I followed the following tutorial to implement the taxi domain and DQN.
However, when predicting values for a batch, all inputs get the same value.
Assume that the input for the embedding layer has the form [float]
in the interval [0, 1] and can assume 500 possible values.

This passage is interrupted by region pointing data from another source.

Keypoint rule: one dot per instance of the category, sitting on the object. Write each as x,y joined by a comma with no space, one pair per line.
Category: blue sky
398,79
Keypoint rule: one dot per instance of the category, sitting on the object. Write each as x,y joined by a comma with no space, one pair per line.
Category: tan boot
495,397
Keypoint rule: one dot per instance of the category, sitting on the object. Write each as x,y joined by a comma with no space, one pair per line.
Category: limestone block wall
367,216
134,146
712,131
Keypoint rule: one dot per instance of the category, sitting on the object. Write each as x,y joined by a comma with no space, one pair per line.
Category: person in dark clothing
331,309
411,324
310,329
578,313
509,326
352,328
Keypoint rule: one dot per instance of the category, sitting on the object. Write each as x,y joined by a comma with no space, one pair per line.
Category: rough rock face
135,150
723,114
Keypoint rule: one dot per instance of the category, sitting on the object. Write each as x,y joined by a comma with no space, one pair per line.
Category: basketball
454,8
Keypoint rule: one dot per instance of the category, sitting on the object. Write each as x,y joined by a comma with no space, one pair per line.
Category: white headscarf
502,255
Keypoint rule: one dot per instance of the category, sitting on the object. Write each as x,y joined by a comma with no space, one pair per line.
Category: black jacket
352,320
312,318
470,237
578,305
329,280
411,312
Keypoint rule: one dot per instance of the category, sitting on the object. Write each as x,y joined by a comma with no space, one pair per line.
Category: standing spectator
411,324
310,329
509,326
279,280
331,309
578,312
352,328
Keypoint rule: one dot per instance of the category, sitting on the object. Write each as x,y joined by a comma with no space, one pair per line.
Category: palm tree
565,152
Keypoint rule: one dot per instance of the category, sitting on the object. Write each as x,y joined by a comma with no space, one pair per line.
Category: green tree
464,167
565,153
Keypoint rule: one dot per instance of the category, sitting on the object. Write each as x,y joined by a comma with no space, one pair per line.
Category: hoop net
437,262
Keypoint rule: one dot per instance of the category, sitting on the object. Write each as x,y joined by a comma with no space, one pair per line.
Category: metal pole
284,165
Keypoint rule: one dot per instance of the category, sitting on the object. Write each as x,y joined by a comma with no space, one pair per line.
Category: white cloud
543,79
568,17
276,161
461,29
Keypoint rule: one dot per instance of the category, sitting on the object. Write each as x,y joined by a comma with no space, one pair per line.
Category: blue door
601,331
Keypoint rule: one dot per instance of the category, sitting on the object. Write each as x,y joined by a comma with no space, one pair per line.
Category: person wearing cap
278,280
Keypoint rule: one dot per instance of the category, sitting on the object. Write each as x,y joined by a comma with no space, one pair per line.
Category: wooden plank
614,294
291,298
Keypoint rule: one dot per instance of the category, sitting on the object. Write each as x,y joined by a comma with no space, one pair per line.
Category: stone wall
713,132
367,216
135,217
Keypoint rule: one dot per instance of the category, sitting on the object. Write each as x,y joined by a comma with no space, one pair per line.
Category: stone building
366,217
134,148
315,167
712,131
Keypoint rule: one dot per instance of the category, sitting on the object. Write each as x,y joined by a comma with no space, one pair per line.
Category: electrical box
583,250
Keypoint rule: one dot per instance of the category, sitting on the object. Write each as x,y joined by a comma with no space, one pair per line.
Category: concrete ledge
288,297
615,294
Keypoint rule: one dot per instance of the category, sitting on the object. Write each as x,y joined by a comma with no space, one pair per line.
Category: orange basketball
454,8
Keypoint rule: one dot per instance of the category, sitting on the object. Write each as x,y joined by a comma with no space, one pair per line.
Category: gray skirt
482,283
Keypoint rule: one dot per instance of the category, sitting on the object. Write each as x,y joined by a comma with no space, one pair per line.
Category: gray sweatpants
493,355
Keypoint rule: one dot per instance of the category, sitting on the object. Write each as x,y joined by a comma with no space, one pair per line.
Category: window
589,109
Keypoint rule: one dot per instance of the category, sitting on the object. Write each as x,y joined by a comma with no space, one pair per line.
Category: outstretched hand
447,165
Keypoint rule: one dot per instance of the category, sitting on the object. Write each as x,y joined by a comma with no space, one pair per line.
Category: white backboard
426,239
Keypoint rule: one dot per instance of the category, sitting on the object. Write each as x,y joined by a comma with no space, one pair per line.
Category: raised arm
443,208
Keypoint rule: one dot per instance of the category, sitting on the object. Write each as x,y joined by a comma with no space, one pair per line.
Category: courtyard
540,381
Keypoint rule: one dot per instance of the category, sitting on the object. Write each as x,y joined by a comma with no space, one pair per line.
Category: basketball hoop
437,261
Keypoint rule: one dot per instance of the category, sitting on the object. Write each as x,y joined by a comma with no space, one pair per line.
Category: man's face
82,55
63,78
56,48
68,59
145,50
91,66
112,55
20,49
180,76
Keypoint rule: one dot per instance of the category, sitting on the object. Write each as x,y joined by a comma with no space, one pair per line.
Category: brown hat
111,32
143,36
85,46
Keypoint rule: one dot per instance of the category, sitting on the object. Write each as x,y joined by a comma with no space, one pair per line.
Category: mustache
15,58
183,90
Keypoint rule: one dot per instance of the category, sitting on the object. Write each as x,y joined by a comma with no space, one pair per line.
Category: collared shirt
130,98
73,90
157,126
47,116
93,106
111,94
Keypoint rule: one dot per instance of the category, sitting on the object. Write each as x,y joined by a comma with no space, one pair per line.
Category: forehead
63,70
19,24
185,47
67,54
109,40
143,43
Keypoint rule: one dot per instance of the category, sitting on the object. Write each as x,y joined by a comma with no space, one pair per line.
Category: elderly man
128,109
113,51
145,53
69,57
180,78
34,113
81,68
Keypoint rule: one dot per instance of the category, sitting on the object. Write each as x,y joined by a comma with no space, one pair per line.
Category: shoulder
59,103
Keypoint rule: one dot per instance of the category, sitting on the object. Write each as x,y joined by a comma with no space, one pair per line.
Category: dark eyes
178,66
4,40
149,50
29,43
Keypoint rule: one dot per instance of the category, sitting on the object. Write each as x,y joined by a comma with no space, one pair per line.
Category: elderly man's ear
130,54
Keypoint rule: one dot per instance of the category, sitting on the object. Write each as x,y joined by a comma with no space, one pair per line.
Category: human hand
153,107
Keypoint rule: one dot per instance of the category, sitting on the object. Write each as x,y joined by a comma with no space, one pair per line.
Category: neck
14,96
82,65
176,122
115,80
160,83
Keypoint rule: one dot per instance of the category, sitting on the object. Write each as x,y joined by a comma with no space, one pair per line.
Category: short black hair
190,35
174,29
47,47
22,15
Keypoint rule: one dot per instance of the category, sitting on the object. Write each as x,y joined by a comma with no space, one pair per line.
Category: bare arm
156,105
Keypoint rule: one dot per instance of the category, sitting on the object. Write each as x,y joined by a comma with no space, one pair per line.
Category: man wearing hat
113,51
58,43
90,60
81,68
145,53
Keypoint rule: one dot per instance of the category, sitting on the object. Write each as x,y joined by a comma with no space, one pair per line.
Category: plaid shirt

The batch has a size 16, so a batch
can be, for instance, like this:
[[0.206]
[0.816]
[0.768]
[0.046]
[0.902]
[0.384]
[0.302]
[0.984]
[0.588]
[0.524]
[0.164]
[0.102]
[0.606]
[0.224]
[0.728]
[0.566]]
However, when using model.predict_on_batch(batch)
all the predictions assume the same value:
[[-0.01847944 -0.04587542 -0.01173695 -0.04059657 0.00310457 0.01856036]
[-0.01847944 -0.04587542 -0.01173695 -0.04059657 0.00310457 0.01856036]
[-0.01847944 -0.04587542 -0.01173695 -0.04059657 0.00310457 0.01856036]
[-0.01847944 -0.04587542 -0.01173695 -0.04059657 0.00310457 0.01856036]
[-0.01847944 -0.04587542 -0.01173695 -0.04059657 0.00310457 0.01856036]
[-0.01847944 -0.04587542 -0.01173695 -0.04059657 0.00310457 0.01856036]
[-0.01847944 -0.04587542 -0.01173695 -0.04059657 0.00310457 0.01856036]
[-0.01847944 -0.04587542 -0.01173695 -0.04059657 0.00310457 0.01856036]
[-0.01847944 -0.04587542 -0.01173695 -0.04059657 0.00310457 0.01856036]
[-0.01847944 -0.04587542 -0.01173695 -0.04059657 0.00310457 0.01856036]
[-0.01847944 -0.04587542 -0.01173695 -0.04059657 0.00310457 0.01856036]
[-0.01847944 -0.04587542 -0.01173695 -0.04059657 0.00310457 0.01856036]
[-0.01847944 -0.04587542 -0.01173695 -0.04059657 0.00310457 0.01856036]
[-0.01847944 -0.04587542 -0.01173695 -0.04059657 0.00310457 0.01856036]
[-0.01847944 -0.04587542 -0.01173695 -0.04059657 0.00310457 0.01856036]
[-0.01847944 -0.04587542 -0.01173695 -0.04059657 0.00310457 0.01856036]]
And this is the network architecture:
model = Sequential()
model.add(Embedding(500, 10, input_length=1))
model.add(Reshape((10,)))
model.add(Dense(32, input_shape=(1,), activation='relu'))
model.add(Dense(16, activation='relu'))
model.add(Dense(6, activation='linear'))
model.compile(loss='mse', optimizer=Adam(learning_rate=LEARNING_RATE))
Why the inputs are not assuming different predicted values?